Molly Renshaw

Personal information
- National team: Great Britain England
- Born: 6 May 1996 (age 30) Mansfield, England
- Height: 1.75 m (5 ft 9 in)
- Weight: 65 kg (143 lb)

Sport
- Sport: Swimming
- Strokes: Breaststroke

Medal record
Women's swimming
Representing Great Britain
World Championships (SC)
| Gold medal – first place | 2016 Windsor | 200 m breaststroke |
| Bronze medal – third place | 2021 Abu Dhabi | 200 m breaststroke |
European Championships (LC)
| Gold medal – first place | 2016 London | 4×100 m medley |
| Gold medal – first place | 2020 Budapest | 200 m breaststroke |
| Gold medal – first place | 2020 Budapest | 4×100 m medley |
| Silver medal – second place | 2014 Berlin | 200 m breaststroke |
| Bronze medal – third place | 2018 Glasgow | 200 m breaststroke |
European Championships (SC)
| Silver medal – second place | 2019 Glasgow | 200 m breaststroke |
European Junior Championships
| Gold medal – first place | 2012 Antwerp | 200 m breaststroke |
Representing England
Commonwealth Games
| Silver medal – second place | 2014 Glasgow | 4×100 m medley |
| Silver medal – second place | 2018 Gold Coast | 200 m breaststroke |
| Bronze medal – third place | 2014 Glasgow | 200 m breaststroke |
| Bronze medal – third place | 2022 Birmingham | 4×100 m medley |

= Molly Renshaw =

English swimmer (born 1996)

Molly Renshaw (born 6 May 1996) is an English breaststroke swimmer. In 2016, she won the 200 metres breaststroke at the 2016 FINA World Swimming Championships (25m).

==Career==
In 2012, she won the national 200 m title, but was not selected for the 2012 Olympics because her time was below the qualifying standard.

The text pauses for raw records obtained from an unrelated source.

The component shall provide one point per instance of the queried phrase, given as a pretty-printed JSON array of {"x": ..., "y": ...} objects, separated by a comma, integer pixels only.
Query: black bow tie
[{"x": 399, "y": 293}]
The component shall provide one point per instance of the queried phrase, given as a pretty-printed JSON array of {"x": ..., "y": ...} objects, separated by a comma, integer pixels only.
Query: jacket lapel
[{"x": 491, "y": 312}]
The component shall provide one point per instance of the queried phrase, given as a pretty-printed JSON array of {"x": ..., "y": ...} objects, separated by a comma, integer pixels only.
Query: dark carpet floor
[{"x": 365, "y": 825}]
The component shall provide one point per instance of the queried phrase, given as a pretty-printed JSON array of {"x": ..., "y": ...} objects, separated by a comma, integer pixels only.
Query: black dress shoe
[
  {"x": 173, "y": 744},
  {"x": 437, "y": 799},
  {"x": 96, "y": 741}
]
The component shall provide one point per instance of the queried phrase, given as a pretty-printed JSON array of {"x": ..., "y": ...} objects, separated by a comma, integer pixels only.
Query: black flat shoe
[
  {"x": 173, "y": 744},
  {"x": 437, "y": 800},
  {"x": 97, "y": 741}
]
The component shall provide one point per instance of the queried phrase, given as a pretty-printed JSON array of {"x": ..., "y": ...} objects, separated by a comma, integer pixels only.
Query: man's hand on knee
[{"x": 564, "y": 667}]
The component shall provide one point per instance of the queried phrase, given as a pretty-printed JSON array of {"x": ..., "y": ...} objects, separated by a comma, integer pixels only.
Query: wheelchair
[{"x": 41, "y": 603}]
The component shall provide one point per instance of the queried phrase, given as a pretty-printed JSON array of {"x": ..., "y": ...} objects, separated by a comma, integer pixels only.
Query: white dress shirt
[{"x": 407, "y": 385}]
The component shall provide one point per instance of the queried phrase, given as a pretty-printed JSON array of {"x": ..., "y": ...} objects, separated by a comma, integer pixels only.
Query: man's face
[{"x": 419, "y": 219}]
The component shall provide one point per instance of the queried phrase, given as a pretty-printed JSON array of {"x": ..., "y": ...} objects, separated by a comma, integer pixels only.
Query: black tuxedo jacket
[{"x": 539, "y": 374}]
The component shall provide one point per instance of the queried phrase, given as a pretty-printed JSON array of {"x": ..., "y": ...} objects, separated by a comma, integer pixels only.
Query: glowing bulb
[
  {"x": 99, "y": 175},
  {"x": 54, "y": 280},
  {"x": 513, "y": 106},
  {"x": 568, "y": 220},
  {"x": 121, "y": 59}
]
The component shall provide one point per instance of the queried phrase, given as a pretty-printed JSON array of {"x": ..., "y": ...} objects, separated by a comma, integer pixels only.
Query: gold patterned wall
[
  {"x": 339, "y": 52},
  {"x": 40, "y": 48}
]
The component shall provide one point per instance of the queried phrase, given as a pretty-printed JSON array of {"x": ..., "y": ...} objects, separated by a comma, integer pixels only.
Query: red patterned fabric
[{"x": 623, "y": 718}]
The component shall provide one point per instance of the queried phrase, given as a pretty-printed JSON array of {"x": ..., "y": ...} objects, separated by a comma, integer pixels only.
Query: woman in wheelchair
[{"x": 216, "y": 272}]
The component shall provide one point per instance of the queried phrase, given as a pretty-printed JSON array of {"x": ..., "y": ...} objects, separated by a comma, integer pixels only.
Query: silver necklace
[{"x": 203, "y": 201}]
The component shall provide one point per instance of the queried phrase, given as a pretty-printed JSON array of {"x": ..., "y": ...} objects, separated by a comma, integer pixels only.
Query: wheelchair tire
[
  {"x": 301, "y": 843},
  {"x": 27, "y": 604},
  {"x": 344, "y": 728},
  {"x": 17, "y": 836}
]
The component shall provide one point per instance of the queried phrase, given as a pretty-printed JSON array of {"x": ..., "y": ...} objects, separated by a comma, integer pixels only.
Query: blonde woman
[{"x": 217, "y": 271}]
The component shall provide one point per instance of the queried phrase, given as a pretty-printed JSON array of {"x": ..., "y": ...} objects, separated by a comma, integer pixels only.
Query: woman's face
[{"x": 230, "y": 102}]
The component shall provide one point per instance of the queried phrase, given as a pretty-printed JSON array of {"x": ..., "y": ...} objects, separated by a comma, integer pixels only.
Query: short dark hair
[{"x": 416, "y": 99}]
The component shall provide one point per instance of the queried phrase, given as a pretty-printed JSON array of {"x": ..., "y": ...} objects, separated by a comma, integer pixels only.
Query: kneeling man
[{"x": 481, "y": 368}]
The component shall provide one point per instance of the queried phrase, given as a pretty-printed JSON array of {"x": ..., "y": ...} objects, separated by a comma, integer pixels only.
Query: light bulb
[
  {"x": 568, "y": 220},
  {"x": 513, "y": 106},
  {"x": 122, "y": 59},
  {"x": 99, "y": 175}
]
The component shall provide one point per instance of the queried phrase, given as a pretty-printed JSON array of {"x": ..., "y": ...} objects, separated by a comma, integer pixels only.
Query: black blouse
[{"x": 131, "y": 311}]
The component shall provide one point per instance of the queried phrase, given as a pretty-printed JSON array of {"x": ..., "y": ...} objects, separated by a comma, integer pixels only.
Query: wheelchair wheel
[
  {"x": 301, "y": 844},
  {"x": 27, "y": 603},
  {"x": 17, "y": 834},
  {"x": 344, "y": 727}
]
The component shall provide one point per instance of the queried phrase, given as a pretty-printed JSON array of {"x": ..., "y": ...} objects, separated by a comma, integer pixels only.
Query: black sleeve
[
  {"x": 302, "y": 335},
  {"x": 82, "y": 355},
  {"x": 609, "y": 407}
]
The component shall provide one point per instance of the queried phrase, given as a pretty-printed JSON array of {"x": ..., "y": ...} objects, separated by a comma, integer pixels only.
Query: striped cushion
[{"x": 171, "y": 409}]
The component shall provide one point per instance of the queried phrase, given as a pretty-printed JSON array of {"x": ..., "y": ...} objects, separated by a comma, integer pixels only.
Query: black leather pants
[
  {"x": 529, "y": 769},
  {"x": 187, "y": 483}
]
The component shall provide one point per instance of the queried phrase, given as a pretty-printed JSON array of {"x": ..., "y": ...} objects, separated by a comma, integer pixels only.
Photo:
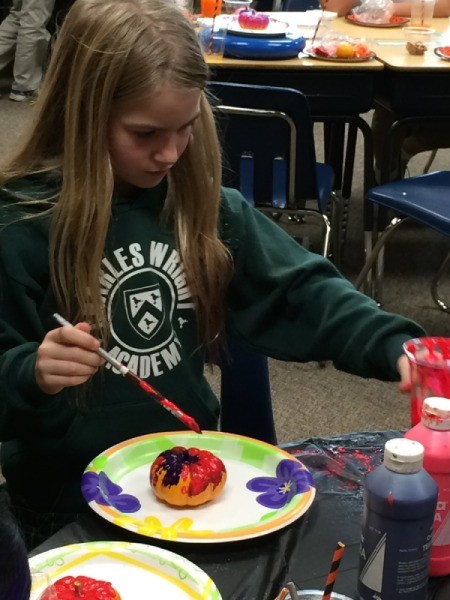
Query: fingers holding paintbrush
[
  {"x": 67, "y": 357},
  {"x": 167, "y": 404}
]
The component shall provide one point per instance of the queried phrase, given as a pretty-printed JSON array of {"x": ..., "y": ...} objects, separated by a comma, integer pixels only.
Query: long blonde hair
[{"x": 111, "y": 50}]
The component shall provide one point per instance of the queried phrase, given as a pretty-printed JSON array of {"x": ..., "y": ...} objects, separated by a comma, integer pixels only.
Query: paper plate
[
  {"x": 310, "y": 52},
  {"x": 266, "y": 489},
  {"x": 444, "y": 55},
  {"x": 130, "y": 568},
  {"x": 394, "y": 22}
]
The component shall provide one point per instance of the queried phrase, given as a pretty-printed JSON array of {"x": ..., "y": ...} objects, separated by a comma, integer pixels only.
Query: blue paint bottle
[{"x": 400, "y": 499}]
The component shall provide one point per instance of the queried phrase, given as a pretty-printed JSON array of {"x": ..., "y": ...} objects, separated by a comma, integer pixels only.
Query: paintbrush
[{"x": 136, "y": 380}]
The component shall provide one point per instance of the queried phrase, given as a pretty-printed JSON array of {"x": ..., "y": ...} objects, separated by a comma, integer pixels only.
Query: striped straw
[{"x": 333, "y": 571}]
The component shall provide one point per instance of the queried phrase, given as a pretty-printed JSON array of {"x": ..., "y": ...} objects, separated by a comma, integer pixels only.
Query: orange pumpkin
[
  {"x": 88, "y": 588},
  {"x": 187, "y": 476}
]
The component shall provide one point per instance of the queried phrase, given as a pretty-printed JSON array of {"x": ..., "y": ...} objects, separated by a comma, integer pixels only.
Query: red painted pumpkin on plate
[
  {"x": 70, "y": 588},
  {"x": 187, "y": 476}
]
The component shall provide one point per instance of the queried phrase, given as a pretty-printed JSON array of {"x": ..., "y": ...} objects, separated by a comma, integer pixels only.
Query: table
[
  {"x": 338, "y": 94},
  {"x": 302, "y": 552}
]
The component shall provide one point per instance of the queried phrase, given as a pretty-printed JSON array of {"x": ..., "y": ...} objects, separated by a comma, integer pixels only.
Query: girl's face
[{"x": 146, "y": 136}]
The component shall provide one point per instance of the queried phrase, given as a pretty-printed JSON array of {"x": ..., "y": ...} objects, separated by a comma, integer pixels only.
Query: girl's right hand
[{"x": 67, "y": 357}]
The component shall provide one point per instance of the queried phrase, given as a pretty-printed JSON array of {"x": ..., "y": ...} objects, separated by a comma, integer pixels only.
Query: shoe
[{"x": 19, "y": 96}]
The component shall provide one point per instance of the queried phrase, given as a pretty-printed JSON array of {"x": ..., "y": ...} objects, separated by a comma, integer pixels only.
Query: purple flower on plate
[
  {"x": 291, "y": 479},
  {"x": 97, "y": 487}
]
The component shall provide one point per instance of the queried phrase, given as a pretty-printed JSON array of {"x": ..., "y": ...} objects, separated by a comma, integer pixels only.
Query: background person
[{"x": 24, "y": 40}]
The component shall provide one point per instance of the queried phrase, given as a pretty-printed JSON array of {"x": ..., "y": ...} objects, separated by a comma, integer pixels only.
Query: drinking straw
[{"x": 333, "y": 571}]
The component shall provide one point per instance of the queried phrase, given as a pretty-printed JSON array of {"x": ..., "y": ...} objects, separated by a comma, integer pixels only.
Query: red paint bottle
[{"x": 433, "y": 432}]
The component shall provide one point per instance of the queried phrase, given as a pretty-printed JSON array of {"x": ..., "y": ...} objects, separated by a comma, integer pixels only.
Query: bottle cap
[
  {"x": 436, "y": 413},
  {"x": 403, "y": 455}
]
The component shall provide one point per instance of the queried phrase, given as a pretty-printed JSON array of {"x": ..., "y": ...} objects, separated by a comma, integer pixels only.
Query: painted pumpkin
[
  {"x": 187, "y": 476},
  {"x": 68, "y": 588}
]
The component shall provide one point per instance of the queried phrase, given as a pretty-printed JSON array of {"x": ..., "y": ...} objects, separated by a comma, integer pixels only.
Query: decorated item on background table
[
  {"x": 422, "y": 13},
  {"x": 248, "y": 18},
  {"x": 443, "y": 52},
  {"x": 374, "y": 12},
  {"x": 126, "y": 372},
  {"x": 336, "y": 46},
  {"x": 210, "y": 8},
  {"x": 400, "y": 500},
  {"x": 231, "y": 7},
  {"x": 433, "y": 432},
  {"x": 417, "y": 39},
  {"x": 429, "y": 360},
  {"x": 187, "y": 476},
  {"x": 71, "y": 588}
]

She swam the qualifying time at the Olympic trials of March 2012, but did not win the race, which was required for the Olympic selection.

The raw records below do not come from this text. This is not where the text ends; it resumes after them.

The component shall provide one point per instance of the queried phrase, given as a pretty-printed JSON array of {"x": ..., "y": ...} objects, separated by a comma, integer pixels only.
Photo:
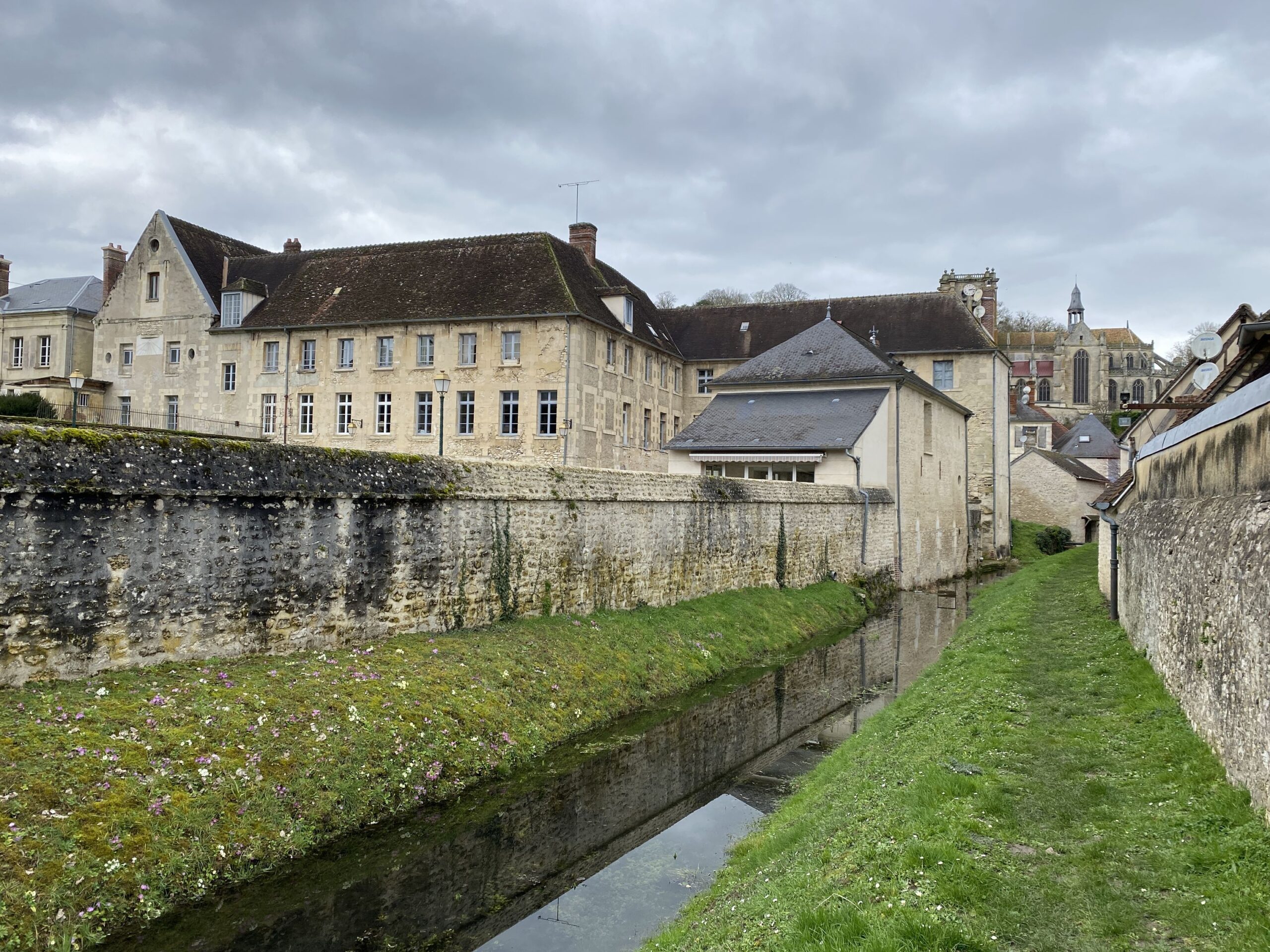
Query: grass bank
[
  {"x": 127, "y": 794},
  {"x": 1037, "y": 789}
]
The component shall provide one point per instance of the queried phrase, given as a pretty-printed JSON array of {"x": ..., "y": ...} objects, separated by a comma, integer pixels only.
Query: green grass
[
  {"x": 1037, "y": 789},
  {"x": 127, "y": 794},
  {"x": 1023, "y": 541}
]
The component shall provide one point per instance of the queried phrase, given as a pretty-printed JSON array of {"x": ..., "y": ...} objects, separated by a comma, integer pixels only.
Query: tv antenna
[{"x": 577, "y": 194}]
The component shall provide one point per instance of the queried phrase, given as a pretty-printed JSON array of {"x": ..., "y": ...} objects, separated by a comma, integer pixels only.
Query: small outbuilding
[{"x": 1056, "y": 490}]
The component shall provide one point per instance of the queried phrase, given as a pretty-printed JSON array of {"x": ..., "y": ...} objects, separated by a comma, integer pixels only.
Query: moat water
[{"x": 607, "y": 837}]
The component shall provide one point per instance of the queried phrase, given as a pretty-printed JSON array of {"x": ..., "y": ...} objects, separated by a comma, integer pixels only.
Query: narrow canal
[{"x": 607, "y": 838}]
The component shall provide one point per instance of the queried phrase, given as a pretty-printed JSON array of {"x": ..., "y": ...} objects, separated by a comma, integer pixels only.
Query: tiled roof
[
  {"x": 1101, "y": 445},
  {"x": 1113, "y": 492},
  {"x": 83, "y": 294},
  {"x": 496, "y": 276},
  {"x": 793, "y": 419},
  {"x": 207, "y": 252},
  {"x": 924, "y": 321},
  {"x": 1067, "y": 465},
  {"x": 824, "y": 352}
]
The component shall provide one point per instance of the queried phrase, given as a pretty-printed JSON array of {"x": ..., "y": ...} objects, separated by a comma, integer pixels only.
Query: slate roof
[
  {"x": 493, "y": 276},
  {"x": 1067, "y": 465},
  {"x": 916, "y": 323},
  {"x": 83, "y": 294},
  {"x": 207, "y": 252},
  {"x": 793, "y": 420},
  {"x": 1101, "y": 446}
]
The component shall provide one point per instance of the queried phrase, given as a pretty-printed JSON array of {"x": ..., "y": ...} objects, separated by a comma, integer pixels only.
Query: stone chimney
[
  {"x": 582, "y": 235},
  {"x": 112, "y": 267}
]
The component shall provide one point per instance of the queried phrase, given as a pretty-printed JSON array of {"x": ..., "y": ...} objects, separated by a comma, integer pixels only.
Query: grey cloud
[{"x": 846, "y": 148}]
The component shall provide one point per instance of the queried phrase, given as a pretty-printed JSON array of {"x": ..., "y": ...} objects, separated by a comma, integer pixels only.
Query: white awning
[{"x": 758, "y": 457}]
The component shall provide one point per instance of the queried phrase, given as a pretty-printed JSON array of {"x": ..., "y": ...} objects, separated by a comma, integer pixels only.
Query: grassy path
[
  {"x": 1037, "y": 789},
  {"x": 127, "y": 794}
]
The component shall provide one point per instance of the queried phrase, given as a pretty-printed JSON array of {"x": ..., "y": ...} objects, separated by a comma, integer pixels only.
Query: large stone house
[
  {"x": 1082, "y": 368},
  {"x": 46, "y": 334},
  {"x": 550, "y": 353},
  {"x": 825, "y": 407}
]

Renshaw made her British debut aged 15 at the 2011 World Championships in Shanghai, the first of five World Championships in which she reached five individual finals and one with the British women’s medley relay.

She competed at the 2016 Summer Olympics, setting a new British record of 2:22:33 while qualifying for the 200m breaststroke final.

In 2020 Renshaw competed for the US-based swim team - New York Breakers - in the second season of the International Swimming League.

Renshaw was named as a member of the British team to go to the postponed 2020 Olympics in 2021.

Renshaw was selected to compete for the New York Breakers again for the 2021 International Swimming League.

On 8 November 2022, Renshaw announced her retirement from the sport after an 11-year career.